Un'altra settimana di scambi altalenanti e ricca di eventi si è conclusa venerdì in modo più contenuto, con le tensioni commerciali e i pesanti dazi dell'amministrazione Trump sui principali partner commerciali nuovamente al centro delle preoccupazioni degli investitori.
La richiesta di Trump di un dazio minimo del 15-20% sulle importazioni dall'Unione Europea, riportata dal Financial Times, ricorda che le tensioni sul commercio globale sono tutt'altro che risolte e potrebbero ancora colpire la crescita e alimentare l'inflazione.
Altrove nella guerra commerciale globale, la crescente disputa di Trump con il Brasile meriterà attenzione la prossima settimana, mentre il Segretario al Tesoro Scott Bessent si trova in Giappone questo fine settimana.
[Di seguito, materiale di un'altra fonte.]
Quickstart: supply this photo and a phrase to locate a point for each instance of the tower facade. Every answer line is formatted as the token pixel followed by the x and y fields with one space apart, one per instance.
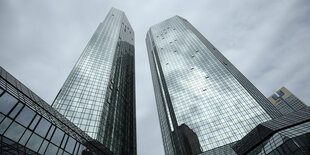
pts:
pixel 99 93
pixel 196 86
pixel 286 102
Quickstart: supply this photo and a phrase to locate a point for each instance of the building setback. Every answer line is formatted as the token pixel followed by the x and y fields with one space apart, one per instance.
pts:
pixel 28 125
pixel 286 102
pixel 289 134
pixel 99 93
pixel 196 86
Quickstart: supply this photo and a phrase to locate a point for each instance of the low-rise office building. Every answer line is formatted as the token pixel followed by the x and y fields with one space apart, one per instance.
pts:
pixel 28 125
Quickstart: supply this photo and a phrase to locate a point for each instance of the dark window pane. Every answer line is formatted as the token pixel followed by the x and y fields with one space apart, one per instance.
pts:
pixel 51 149
pixel 34 122
pixel 4 125
pixel 60 152
pixel 25 116
pixel 43 147
pixel 64 141
pixel 25 137
pixel 7 102
pixel 82 148
pixel 76 148
pixel 49 135
pixel 1 117
pixel 16 110
pixel 70 145
pixel 34 142
pixel 275 97
pixel 14 132
pixel 43 127
pixel 57 137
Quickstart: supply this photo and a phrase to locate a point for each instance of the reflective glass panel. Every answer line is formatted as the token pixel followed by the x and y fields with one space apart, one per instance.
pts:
pixel 16 110
pixel 34 142
pixel 25 137
pixel 43 127
pixel 7 102
pixel 57 137
pixel 51 149
pixel 43 147
pixel 4 125
pixel 14 132
pixel 70 145
pixel 34 122
pixel 25 116
pixel 1 117
pixel 49 135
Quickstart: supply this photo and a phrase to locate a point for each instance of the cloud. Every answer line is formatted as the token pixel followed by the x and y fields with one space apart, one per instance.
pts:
pixel 40 42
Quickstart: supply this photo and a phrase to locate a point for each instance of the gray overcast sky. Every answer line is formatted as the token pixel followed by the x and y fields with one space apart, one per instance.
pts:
pixel 268 41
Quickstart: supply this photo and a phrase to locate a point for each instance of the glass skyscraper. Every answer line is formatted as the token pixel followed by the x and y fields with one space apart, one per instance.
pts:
pixel 99 94
pixel 286 102
pixel 196 86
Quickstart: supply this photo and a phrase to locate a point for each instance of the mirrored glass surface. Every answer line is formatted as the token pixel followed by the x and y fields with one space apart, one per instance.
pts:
pixel 25 116
pixel 7 102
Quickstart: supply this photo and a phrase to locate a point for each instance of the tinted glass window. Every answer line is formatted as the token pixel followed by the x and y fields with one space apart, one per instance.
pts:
pixel 280 93
pixel 15 131
pixel 43 147
pixel 51 149
pixel 34 122
pixel 70 145
pixel 275 97
pixel 25 116
pixel 64 141
pixel 49 135
pixel 16 110
pixel 25 137
pixel 43 127
pixel 7 102
pixel 57 137
pixel 34 142
pixel 1 117
pixel 4 125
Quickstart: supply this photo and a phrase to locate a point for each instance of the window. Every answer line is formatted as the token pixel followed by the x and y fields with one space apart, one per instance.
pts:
pixel 70 145
pixel 34 142
pixel 16 110
pixel 7 102
pixel 25 116
pixel 51 149
pixel 275 97
pixel 49 135
pixel 43 147
pixel 43 127
pixel 4 125
pixel 14 132
pixel 57 137
pixel 34 122
pixel 280 93
pixel 25 137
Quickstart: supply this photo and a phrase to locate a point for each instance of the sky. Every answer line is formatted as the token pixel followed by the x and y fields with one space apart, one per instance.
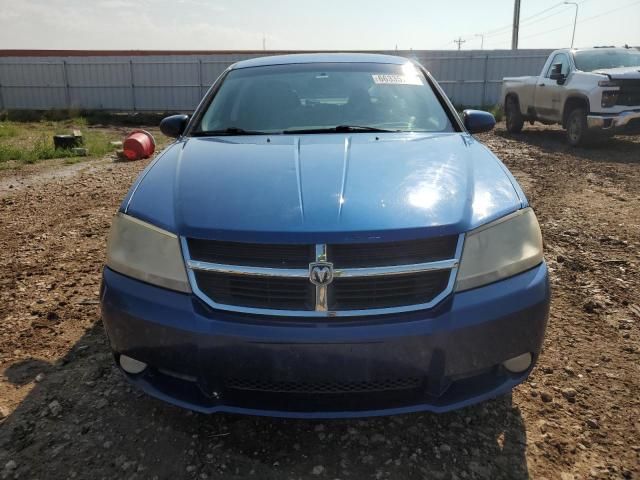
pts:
pixel 307 25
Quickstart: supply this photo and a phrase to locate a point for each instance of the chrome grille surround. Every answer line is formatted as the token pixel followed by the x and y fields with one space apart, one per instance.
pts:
pixel 321 303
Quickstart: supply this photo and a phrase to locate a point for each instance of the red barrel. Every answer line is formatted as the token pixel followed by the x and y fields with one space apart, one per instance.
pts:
pixel 138 144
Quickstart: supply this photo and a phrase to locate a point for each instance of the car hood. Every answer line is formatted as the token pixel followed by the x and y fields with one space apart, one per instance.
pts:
pixel 621 73
pixel 329 187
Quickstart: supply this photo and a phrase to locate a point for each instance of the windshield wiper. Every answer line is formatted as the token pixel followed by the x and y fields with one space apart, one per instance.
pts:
pixel 228 131
pixel 340 129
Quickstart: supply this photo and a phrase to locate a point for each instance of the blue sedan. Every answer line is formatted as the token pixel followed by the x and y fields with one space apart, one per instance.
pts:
pixel 325 238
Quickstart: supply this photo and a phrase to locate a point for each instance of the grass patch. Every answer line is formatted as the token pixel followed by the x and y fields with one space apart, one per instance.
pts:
pixel 30 142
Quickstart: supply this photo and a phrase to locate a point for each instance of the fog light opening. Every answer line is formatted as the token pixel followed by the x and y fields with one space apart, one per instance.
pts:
pixel 131 365
pixel 518 364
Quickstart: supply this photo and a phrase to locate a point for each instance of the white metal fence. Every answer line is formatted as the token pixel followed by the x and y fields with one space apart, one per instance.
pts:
pixel 176 82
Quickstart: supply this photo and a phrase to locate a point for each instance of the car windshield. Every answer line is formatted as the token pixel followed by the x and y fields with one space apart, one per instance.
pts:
pixel 324 98
pixel 590 60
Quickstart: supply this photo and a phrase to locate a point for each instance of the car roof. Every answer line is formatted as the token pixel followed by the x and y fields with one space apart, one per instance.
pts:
pixel 320 58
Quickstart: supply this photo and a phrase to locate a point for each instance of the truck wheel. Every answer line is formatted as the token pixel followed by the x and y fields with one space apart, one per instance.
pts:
pixel 577 131
pixel 515 121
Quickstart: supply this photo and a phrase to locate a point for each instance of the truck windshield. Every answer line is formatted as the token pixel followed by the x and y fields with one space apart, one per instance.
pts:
pixel 324 98
pixel 591 60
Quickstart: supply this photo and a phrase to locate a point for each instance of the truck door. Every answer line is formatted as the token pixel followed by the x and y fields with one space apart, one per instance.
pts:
pixel 549 92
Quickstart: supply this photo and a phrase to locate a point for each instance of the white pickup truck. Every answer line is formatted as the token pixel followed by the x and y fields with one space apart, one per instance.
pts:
pixel 591 92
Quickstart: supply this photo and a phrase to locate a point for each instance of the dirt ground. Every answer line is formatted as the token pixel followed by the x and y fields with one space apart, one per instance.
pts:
pixel 66 412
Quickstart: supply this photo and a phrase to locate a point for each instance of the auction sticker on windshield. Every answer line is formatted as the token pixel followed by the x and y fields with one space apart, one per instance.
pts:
pixel 387 79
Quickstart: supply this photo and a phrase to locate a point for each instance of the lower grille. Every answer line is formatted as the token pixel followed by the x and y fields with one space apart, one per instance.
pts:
pixel 259 292
pixel 387 291
pixel 328 387
pixel 629 93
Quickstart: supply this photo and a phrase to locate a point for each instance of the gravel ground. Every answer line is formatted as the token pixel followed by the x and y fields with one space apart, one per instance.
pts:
pixel 65 412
Venerdì gli economisti dell'agenzia di rating Fitch hanno alzato la loro stima del tasso effettivo dei dazi statunitensi al 19,4% dal 14,1%. Rimane molta incertezza su chi, alla fine, pagherà il conto di questi dazi, ma imposte di tale entità non saranno certo indolori.
Oltre al commercio, la prossima settimana l'attenzione degli investitori si sposterà sui risultati societari statunitensi, con oltre un quinto delle aziende dell'S&P 500 che pubblicheranno i bilanci, e sulla decisione di politica monetaria della Banca Centrale Europea.
Grafico della settimana
Dopo gli ultimi dati sull'inflazione giapponese pubblicati venerdì e in vista delle potenzialmente cruciali elezioni della Camera alta di domenica, vale la pena ricordare quanto i tassi di interesse giapponesi siano un'eccezione in termini reali.
Il tasso di riferimento della Bank of Japan, corretto per l'inflazione, è quasi al -3%. La BOJ vorrebbe continuare ad alzare i tassi, ma non è così semplice.
Le elezioni di domenica potrebbero aprire la strada a una nuova ondata di spesa pubblica e tagli fiscali, mettendo ulteriormente sotto pressione le già fragili finanze pubbliche del Giappone e indebolendo ancora lo yen.
Tuttavia, i rendimenti dei titoli di Stato a lunga scadenza sono già ai massimi storici. Aumentare ulteriormente i tassi e spingere i rendimenti ancora più in alto potrebbe avere un impatto negativo sulla crescita. Forse un impatto molto serio.
I responsabili politici sono in un vicolo cieco.
Ecco alcune delle letture più interessanti della settimana:
1. America's Budget Blinders and Blunders - James K. Galbraith
2. Perché l'euro diventi globale, l'UE deve accompagnare le ambizioni con azioni concrete - Cinzia Alcidi
3. Il problema delle tasse sui miliardari britannici - Will Dunn
4. Chi beneficia del dominio del dollaro? - Mona Ali
5. La minaccia di dazi di Trump contro il Brasile potrebbe favorire politicamente Lula - Andre Pagliarini
Cosa potrebbe muovere i mercati lunedì?
* Reazione del mercato giapponese alle elezioni della Camera alta
* Inflazione CPI di Taiwan (giugno)
* Inflazione CPI della Nuova Zelanda (secondo trimestre)
* Inflazione PPI del Canada (giugno)
Le opinioni espresse sono quelle dell'autore e non riflettono il punto di vista di Reuters News che, secondo i Principi Trust, si impegna a garantire integrità, indipendenza e assenza di pregiudizi.